The best interests of the child is of primary concern of the court while deciding on the custodial issue. There are some other factors too that the court takes into consideration Such as, the income of both the parents, willingness of the parents to honor the child’s rights and the health of either of the parents,

Visitation rights –

Visitation right is a privilege that is given by the court to the non custodian parent that ensures that he or she also gets the chance to spend time with the child. This is not an automatic parental right and hence can not be demanded if the court denies under some circumstances. Generally the visitation right is awarded to the non custodian parent. While declaring the visitation right the court clearly describes the time, frequency, type of place and duration of the visit that need to be honored by both the parents.
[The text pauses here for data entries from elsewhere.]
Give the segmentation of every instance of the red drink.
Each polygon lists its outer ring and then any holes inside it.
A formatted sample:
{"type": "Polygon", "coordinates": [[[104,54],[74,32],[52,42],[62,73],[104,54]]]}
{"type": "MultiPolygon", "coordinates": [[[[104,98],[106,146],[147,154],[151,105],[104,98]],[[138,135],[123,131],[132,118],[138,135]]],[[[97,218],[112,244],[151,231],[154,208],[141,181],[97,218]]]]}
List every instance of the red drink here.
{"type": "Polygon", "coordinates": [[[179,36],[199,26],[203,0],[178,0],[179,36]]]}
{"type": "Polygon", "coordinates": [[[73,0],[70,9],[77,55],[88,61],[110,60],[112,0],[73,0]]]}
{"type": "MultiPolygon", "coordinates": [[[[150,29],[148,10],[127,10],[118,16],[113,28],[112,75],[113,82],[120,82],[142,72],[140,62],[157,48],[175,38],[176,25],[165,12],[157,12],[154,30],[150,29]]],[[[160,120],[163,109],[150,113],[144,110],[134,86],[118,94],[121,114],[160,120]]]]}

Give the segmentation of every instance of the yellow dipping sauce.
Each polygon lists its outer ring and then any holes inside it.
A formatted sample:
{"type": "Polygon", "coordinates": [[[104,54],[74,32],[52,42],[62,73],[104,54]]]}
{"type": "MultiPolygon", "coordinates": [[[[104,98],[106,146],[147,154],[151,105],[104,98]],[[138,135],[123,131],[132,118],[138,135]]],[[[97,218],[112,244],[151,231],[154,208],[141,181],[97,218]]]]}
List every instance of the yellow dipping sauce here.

The court can deny the visitation right to the non custodian parent if it feels that there is threat to the security and well-being of the child. It can also happen that the non custodian parent may be ordered child support by the court but denied visitation rights.

It is now-a-days advisable to sort out all these issues “out of the court”. Such a settlement between the divorced partners is highly solicited as it offers the best solution for the interests of the child. If required a third party mediator can be arranged for resolving these issues. If this is not all possible, the court has the ultimate authority to decide on the divorce parental rights. The parental rights or to be more correct the parental responsibilities need to be maintained and honored by both the parents to ensure the best interests of their child.